Porté par tous, ou presque, dans les sphères de la politique, le costume est devenu un vêtement uniformisé, "austère dans la couleur comme dans la forme". S'il est aussi populaire chez les politiques, c'est en partie à cause de sa valeur symbolique. En effet, le costume est le plus souvent taillé dans des tissus simples de couleurs neutres, comme le gris ou le noir. Son aspect austère et neutre correspond très bien à l'image que l'on se fait de la fonction politique et à l’imaginaire qui lui est associé.

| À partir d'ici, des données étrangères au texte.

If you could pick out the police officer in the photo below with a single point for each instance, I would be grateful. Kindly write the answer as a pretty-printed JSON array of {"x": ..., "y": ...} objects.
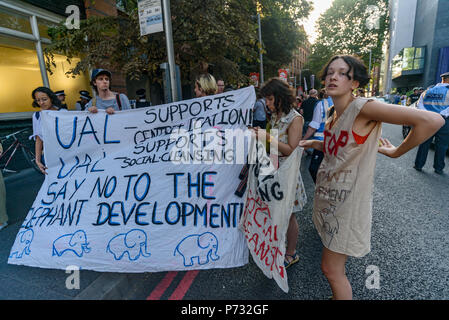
[
  {"x": 61, "y": 96},
  {"x": 84, "y": 99},
  {"x": 141, "y": 99},
  {"x": 435, "y": 99}
]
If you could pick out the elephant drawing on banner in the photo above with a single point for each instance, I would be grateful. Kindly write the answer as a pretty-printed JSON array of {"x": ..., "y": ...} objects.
[
  {"x": 23, "y": 242},
  {"x": 134, "y": 243},
  {"x": 200, "y": 246},
  {"x": 72, "y": 242},
  {"x": 330, "y": 223}
]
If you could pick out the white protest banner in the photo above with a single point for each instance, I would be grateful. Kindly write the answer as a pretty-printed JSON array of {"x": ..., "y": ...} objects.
[
  {"x": 269, "y": 203},
  {"x": 121, "y": 196},
  {"x": 150, "y": 16}
]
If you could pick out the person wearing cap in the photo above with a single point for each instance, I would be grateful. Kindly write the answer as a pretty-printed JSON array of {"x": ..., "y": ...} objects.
[
  {"x": 141, "y": 99},
  {"x": 414, "y": 96},
  {"x": 61, "y": 96},
  {"x": 435, "y": 99},
  {"x": 106, "y": 99},
  {"x": 84, "y": 99}
]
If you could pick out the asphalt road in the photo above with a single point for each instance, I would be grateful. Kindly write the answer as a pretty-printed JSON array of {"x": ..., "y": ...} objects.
[{"x": 409, "y": 248}]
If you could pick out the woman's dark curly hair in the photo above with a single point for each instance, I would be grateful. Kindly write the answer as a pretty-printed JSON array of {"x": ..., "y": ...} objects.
[
  {"x": 360, "y": 70},
  {"x": 281, "y": 91},
  {"x": 53, "y": 97}
]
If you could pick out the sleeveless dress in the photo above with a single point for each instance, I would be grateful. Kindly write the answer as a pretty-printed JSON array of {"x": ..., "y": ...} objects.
[
  {"x": 343, "y": 196},
  {"x": 282, "y": 126}
]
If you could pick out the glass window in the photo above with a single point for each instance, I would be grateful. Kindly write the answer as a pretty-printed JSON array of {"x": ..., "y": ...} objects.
[
  {"x": 14, "y": 21},
  {"x": 43, "y": 26},
  {"x": 19, "y": 74}
]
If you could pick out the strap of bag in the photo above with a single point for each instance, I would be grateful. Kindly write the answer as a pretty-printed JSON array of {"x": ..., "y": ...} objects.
[{"x": 117, "y": 97}]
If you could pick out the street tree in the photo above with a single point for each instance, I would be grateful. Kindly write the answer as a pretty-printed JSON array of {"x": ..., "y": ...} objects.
[
  {"x": 351, "y": 27},
  {"x": 218, "y": 35}
]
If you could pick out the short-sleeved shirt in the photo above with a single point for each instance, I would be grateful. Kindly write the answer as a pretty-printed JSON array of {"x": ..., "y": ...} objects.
[{"x": 105, "y": 104}]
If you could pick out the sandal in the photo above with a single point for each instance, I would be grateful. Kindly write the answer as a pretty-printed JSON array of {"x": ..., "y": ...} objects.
[{"x": 294, "y": 260}]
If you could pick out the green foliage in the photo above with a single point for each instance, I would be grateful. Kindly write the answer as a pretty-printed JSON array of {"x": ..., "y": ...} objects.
[
  {"x": 221, "y": 34},
  {"x": 350, "y": 27}
]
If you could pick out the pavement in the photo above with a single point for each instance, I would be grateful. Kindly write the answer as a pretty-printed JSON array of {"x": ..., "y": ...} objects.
[{"x": 409, "y": 249}]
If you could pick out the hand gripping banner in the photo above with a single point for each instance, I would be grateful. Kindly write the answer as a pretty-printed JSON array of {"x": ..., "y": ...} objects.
[
  {"x": 141, "y": 190},
  {"x": 269, "y": 204}
]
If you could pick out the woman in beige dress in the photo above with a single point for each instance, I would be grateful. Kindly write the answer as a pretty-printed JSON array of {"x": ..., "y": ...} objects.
[
  {"x": 280, "y": 100},
  {"x": 343, "y": 195}
]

Dans un milieu où la posture compte beaucoup, le costume est presque devenu l'attribut des politiques. "Le vêtement n’est jamais indifférent", analyse Fréderic Monneyron. Il y a toujours une valeur symbolique qui lui est attaché. Les politiques, cherchant à apparaître comme des figures sérieuses et autoritaires, capables de diriger un pays, adoptent alors le costume qui reflète ces qualités par son aspect austère. Adopter cette apparence, c'est adopter l'imaginaire qui lui est associé.

"Le costume est l'uniforme du politique"

Pour les femmes, le tailleur pantalon, apparu dans les années 1960 grâce à Yves Saint-Laurent, projette la même image. Au départ censé symboliser une prise de pouvoir par les femmes en s’émancipant des codes de la mode, il est en réalité un simple alignement sur ceux des hommes. "Les femmes politiques sont rentrées dans les normes masculines, par la forme et les couleurs de leurs vêtements". Les tailleurs doivent avoir des coupes simples et des couleurs neutres.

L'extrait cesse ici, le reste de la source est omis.